Christians slam govt move to cut water, power in India’s Manipur
Indigenous Christians in India’s strife-torn Manipur say they are worried over the state government’s move to deny power, water, and welfare schemes to “unregistered” villages in the hilly northeastern state.
Manipur Chief Minister N. Biren Singh on Oct. 8 instructed the authorities not to provide essential services like water and power and benefits of various government welfare schemes to villages in the hilly districts if they are unregistered.
Though Singh did not clarify what he meant by “unregistered villages,” media reports said the chief minister was referring to villages that have emerged in the Kuki-dominated areas since 2006.
“This move is yet another attempt to target indigenous Christians who are mostly from the Kuki-Zo community, living in the state’s five hilly districts,” said a Church leader based in the capital, Imphal. He requested that his name not be revealed for security reasons.
Another church leader based in a hilly district said that many people lost their houses and businesses during the ongoing sectarian violence and took shelter in other villages.
“A few of them have set up temporary houses in other villages. If the government does not recognize them, it will be like adding insult to injury,” he said on the condition of anonymity.

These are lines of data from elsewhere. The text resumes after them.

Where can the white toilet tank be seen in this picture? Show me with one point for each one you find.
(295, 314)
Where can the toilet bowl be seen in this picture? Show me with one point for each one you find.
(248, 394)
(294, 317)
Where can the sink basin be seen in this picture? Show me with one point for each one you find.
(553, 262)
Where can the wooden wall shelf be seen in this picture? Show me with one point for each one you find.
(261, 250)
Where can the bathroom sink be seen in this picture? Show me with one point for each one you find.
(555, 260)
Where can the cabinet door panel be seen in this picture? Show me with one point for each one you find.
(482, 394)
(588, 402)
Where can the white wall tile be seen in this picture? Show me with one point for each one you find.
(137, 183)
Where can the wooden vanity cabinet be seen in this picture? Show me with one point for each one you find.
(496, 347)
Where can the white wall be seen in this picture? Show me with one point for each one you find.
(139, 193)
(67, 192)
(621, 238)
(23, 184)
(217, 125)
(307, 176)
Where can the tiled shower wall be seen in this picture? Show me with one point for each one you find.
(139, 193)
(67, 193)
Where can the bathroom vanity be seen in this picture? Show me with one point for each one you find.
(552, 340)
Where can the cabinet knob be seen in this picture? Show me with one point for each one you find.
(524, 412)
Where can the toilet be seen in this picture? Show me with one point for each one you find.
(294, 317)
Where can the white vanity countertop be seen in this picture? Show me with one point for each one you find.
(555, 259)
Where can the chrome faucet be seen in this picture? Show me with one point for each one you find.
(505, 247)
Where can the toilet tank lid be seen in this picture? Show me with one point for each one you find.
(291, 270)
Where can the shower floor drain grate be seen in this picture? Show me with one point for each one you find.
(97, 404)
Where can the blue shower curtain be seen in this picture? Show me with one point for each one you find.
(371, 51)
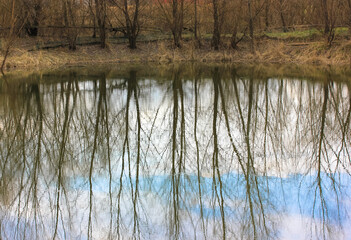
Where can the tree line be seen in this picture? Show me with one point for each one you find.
(236, 19)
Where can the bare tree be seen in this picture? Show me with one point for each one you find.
(174, 18)
(131, 12)
(101, 15)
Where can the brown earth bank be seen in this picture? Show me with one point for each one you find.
(24, 57)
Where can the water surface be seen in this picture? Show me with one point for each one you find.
(176, 152)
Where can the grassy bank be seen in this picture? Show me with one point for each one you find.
(270, 48)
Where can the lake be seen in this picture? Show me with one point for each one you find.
(190, 151)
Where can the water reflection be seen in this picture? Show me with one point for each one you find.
(196, 153)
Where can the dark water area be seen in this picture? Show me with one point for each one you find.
(176, 152)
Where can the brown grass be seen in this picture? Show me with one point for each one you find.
(267, 51)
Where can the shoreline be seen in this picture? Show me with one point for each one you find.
(268, 51)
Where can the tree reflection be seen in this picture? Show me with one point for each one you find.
(207, 155)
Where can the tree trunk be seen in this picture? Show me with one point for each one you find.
(100, 6)
(216, 38)
(266, 17)
(326, 16)
(251, 30)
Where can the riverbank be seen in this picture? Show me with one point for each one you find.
(266, 51)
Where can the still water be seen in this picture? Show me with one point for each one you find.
(176, 152)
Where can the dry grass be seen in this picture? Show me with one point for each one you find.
(267, 51)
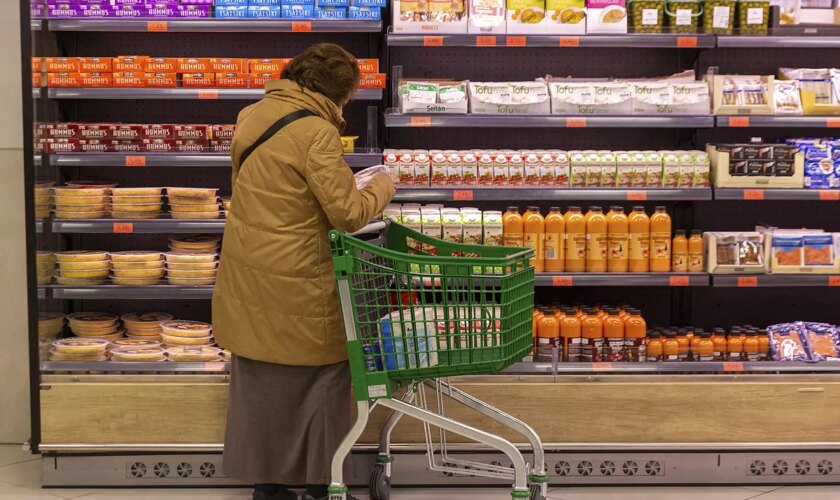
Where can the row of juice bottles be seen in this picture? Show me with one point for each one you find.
(615, 334)
(599, 242)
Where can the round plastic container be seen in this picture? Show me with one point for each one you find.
(138, 354)
(186, 328)
(193, 353)
(75, 345)
(83, 266)
(88, 273)
(173, 273)
(169, 340)
(191, 192)
(196, 215)
(139, 273)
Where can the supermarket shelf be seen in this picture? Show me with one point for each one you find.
(778, 121)
(115, 292)
(395, 119)
(214, 25)
(548, 194)
(131, 367)
(628, 40)
(622, 279)
(361, 158)
(180, 93)
(759, 194)
(624, 368)
(160, 226)
(776, 280)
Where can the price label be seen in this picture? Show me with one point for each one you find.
(135, 161)
(157, 26)
(421, 121)
(570, 41)
(123, 227)
(678, 280)
(686, 42)
(301, 27)
(576, 122)
(733, 366)
(739, 121)
(562, 281)
(754, 194)
(209, 94)
(485, 41)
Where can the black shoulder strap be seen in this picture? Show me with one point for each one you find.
(268, 134)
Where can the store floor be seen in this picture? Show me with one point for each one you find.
(20, 479)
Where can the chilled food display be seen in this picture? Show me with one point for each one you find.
(548, 168)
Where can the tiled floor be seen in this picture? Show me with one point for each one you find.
(20, 479)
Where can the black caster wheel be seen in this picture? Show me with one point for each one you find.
(380, 484)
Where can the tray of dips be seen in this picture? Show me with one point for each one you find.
(77, 345)
(186, 328)
(193, 353)
(138, 354)
(92, 319)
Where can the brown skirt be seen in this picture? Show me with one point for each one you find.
(285, 422)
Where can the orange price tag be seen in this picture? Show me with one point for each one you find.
(570, 41)
(575, 122)
(301, 27)
(158, 26)
(208, 94)
(485, 41)
(739, 121)
(753, 194)
(135, 161)
(562, 281)
(421, 121)
(686, 42)
(123, 227)
(678, 280)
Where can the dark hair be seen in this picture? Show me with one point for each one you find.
(325, 68)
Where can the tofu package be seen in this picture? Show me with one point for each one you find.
(509, 98)
(409, 338)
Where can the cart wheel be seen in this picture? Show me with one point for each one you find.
(380, 484)
(536, 492)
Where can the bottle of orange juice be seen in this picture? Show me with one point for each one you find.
(679, 252)
(575, 240)
(639, 245)
(660, 241)
(555, 239)
(618, 229)
(695, 252)
(534, 230)
(512, 228)
(596, 240)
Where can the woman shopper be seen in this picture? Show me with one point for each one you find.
(275, 306)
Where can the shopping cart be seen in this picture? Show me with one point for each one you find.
(417, 310)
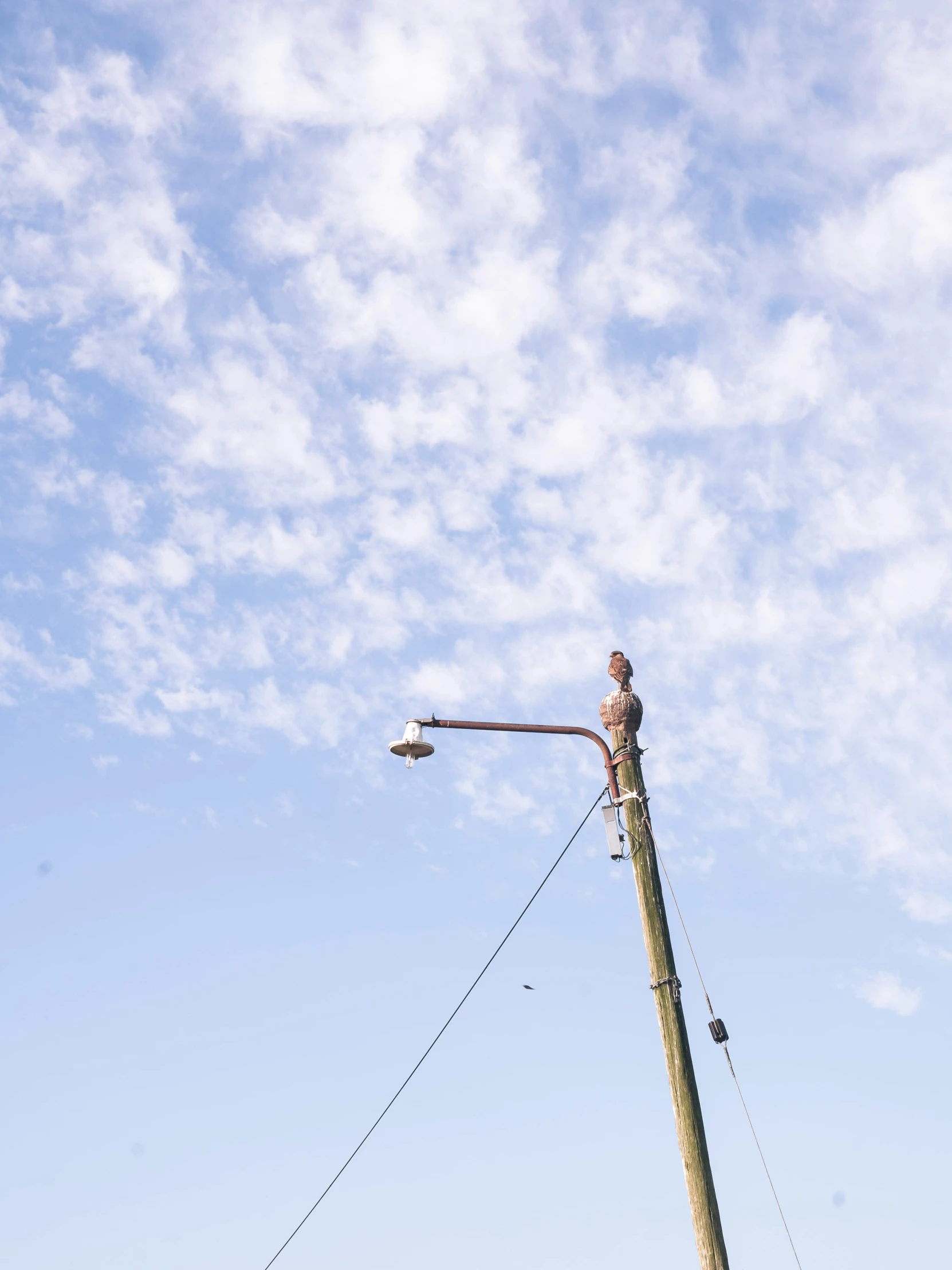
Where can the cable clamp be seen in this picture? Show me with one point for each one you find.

Singh, a leader of the Hindu right-wing Bharatiya Janata Party (BJP) of Prime Minister Narendra Modi, has repeatedly blamed “illegal migrants” from neighboring civil war-hit Myanmar for the ongoing violence in the state and accused the Kuki-Zo communities of giving shelter to them.

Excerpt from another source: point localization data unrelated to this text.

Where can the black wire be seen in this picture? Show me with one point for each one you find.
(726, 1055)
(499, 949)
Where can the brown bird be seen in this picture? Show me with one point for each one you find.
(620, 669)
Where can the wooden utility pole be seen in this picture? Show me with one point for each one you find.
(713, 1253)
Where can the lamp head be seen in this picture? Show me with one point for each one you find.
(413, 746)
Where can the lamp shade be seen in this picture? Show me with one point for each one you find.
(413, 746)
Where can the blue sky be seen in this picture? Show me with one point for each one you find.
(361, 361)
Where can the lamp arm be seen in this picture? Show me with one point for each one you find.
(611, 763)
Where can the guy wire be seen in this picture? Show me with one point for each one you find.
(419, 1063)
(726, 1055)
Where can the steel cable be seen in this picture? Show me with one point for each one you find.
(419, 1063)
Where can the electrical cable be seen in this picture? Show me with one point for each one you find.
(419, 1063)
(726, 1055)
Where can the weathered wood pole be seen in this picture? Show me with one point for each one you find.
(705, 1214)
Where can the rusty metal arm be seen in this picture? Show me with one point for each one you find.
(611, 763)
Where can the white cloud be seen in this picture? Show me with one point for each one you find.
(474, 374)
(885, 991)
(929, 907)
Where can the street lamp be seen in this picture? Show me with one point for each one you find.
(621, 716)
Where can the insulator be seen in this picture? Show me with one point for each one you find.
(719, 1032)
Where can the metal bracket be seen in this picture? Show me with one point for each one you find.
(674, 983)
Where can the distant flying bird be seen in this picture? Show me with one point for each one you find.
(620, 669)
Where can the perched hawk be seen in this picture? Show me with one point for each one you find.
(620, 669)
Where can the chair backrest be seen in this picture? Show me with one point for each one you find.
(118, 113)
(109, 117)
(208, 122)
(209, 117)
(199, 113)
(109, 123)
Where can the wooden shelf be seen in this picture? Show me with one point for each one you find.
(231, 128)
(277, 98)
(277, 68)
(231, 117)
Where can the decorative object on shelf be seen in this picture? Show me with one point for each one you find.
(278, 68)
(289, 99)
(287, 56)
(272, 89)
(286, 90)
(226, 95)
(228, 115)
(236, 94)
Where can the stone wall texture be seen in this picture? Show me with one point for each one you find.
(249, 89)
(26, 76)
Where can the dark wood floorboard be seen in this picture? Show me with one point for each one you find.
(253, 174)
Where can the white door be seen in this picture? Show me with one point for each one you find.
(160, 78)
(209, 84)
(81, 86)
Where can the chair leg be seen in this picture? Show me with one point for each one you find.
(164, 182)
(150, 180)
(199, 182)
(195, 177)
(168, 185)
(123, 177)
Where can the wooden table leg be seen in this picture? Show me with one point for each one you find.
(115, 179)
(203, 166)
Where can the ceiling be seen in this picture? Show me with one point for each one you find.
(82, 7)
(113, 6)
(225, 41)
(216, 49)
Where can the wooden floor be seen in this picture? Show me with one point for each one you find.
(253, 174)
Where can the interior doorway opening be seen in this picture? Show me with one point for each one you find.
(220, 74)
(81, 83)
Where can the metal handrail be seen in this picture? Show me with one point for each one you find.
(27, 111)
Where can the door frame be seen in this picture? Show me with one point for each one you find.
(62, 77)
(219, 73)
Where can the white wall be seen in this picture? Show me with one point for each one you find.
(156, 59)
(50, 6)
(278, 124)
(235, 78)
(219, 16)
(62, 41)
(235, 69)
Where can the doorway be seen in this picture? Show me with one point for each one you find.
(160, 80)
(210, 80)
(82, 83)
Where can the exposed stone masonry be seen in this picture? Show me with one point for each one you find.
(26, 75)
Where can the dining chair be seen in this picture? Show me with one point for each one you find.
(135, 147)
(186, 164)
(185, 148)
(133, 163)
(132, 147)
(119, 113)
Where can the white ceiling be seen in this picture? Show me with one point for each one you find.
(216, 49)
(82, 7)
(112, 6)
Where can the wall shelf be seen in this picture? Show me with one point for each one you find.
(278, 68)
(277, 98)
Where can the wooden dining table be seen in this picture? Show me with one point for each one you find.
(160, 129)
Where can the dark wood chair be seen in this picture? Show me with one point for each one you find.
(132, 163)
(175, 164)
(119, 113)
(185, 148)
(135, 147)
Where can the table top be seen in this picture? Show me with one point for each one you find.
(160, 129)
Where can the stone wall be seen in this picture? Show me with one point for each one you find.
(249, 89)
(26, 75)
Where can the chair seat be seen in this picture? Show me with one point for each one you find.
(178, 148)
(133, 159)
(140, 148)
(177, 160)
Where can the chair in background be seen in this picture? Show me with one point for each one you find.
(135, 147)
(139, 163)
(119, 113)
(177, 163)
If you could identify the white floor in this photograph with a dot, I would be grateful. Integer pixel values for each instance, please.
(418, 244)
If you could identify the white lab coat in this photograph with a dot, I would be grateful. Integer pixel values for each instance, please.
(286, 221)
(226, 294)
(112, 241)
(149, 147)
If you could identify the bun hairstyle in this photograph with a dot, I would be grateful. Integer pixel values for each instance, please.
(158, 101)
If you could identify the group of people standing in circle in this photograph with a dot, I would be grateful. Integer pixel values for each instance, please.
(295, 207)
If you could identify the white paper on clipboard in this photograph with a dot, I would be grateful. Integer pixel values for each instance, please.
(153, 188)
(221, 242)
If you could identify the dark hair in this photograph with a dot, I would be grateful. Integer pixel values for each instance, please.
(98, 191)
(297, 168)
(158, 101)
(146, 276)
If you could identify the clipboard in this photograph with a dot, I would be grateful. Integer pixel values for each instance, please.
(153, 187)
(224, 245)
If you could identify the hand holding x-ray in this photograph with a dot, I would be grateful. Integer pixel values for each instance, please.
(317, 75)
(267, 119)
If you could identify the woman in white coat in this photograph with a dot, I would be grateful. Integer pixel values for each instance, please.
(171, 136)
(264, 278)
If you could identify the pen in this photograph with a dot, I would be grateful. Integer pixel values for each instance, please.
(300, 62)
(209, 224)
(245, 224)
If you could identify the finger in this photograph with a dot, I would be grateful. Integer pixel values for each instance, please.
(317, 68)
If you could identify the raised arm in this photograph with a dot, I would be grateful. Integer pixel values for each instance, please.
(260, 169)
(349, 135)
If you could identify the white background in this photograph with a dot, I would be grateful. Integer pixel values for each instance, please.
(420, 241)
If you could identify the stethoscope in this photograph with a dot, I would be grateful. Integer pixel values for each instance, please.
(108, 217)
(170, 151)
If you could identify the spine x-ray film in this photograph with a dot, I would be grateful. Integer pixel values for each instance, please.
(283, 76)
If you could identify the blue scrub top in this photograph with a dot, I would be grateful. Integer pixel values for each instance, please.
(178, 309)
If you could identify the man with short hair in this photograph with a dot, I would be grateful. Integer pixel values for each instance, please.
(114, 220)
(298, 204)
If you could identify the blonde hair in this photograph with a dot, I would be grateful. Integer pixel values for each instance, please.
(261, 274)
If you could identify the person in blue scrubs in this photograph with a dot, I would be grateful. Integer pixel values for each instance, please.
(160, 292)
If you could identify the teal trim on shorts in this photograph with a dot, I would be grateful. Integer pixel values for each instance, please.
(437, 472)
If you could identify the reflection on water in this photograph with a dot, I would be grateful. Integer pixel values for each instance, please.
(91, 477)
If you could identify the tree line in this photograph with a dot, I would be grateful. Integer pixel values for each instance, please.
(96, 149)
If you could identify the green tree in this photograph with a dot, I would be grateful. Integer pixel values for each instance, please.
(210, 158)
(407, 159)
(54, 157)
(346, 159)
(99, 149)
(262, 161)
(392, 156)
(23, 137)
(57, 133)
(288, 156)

Singh belongs to the majority Meitei community, which is at loggerheads with the predominantly Christian Kuki-Zo tribal people.“The government decision to disconnect water or electricity supply will lead to further hostilities between the warring groups,” noted the Church leader.
He said the Meiteis and the Kuki-Zo communities cannot co-exist anymore.

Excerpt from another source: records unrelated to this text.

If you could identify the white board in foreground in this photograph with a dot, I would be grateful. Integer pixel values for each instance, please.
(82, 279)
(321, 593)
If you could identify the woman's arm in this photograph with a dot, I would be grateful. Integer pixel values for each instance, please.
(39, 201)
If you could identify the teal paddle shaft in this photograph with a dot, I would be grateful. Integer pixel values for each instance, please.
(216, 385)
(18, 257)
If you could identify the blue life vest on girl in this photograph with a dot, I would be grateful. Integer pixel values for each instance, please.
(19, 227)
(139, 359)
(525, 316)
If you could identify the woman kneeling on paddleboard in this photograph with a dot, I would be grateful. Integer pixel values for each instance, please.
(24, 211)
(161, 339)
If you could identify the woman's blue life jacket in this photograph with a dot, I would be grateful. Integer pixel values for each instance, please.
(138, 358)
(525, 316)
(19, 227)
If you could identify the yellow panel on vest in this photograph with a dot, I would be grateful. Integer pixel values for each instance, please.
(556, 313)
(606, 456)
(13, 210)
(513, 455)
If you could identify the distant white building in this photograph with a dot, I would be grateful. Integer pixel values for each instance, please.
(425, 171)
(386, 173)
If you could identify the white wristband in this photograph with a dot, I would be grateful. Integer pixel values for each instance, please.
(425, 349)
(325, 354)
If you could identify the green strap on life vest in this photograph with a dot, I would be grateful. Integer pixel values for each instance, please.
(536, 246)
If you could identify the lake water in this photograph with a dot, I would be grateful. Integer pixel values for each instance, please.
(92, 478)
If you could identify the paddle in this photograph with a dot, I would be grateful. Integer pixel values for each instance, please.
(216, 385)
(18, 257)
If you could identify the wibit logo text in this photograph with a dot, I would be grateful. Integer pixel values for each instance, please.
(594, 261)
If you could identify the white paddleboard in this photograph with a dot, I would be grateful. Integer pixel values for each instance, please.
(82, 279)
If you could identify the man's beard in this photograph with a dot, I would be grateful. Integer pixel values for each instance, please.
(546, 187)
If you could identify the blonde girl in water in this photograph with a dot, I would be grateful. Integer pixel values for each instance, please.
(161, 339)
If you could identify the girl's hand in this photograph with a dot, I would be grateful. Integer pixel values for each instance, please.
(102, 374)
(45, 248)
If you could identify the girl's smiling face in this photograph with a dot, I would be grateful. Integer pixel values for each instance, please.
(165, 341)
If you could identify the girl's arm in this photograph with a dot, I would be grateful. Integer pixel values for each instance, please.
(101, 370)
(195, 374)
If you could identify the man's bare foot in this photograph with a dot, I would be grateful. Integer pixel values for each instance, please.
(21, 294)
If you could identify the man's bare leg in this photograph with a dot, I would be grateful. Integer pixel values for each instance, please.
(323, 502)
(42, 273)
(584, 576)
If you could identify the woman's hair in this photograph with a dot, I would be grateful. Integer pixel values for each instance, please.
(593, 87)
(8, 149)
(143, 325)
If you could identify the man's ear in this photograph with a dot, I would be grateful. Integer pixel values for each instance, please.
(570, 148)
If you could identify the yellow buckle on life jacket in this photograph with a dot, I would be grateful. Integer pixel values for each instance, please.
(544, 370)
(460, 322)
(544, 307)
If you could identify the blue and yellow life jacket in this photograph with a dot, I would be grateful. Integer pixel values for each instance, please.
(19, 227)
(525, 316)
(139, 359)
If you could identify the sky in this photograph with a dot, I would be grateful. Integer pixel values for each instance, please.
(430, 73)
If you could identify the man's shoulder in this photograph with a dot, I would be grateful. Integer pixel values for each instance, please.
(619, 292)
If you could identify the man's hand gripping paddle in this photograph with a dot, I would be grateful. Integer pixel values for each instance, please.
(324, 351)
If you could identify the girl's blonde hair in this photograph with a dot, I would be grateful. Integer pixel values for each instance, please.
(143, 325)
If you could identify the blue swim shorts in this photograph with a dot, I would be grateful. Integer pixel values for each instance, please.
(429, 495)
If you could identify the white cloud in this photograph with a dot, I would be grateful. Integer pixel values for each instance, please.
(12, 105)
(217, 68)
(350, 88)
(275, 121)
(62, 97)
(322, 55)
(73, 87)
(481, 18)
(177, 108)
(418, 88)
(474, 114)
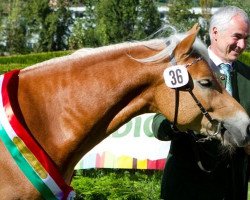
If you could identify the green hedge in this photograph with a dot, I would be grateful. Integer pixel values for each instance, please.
(8, 63)
(117, 184)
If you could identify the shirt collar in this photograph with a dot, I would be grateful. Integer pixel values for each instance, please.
(217, 61)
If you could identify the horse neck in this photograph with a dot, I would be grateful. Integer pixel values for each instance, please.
(76, 107)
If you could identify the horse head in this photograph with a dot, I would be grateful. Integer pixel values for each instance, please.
(192, 98)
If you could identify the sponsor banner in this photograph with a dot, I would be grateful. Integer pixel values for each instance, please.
(133, 146)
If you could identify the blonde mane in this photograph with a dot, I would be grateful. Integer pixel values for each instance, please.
(164, 45)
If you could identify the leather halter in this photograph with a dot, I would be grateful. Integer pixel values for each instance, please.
(216, 125)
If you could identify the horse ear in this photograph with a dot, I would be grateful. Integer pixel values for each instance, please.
(185, 46)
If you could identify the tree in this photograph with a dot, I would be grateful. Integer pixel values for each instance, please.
(114, 21)
(50, 23)
(180, 16)
(83, 30)
(15, 28)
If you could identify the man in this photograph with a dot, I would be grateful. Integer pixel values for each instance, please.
(200, 170)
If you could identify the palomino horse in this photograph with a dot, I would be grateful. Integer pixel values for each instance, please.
(67, 105)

Among the 3.2 million people in the state, 41 percent are indigenous Kuki_zo people, mostly Christians, and the influential and wealthy Meiteis Hindus who live in the valleys account for 53 percent.
Their feud over granting tribal status to the Meitei Hindus to avail reservation benefits under India’s affirmation action policy has seen the death of nearly 230 people and the uprooting of nearly 60,000, most of them Christians.
Christians allege that the official tribal status will allow the influential Meitei community to buy land in Indigenous areas in the districts of Senapati, Tamenglong, Churachandpur, Chandel, and Ukhrul.
Christians have been seeking the resignation of Singh over his failure to contain the sectarian violence that started on May 3 last year.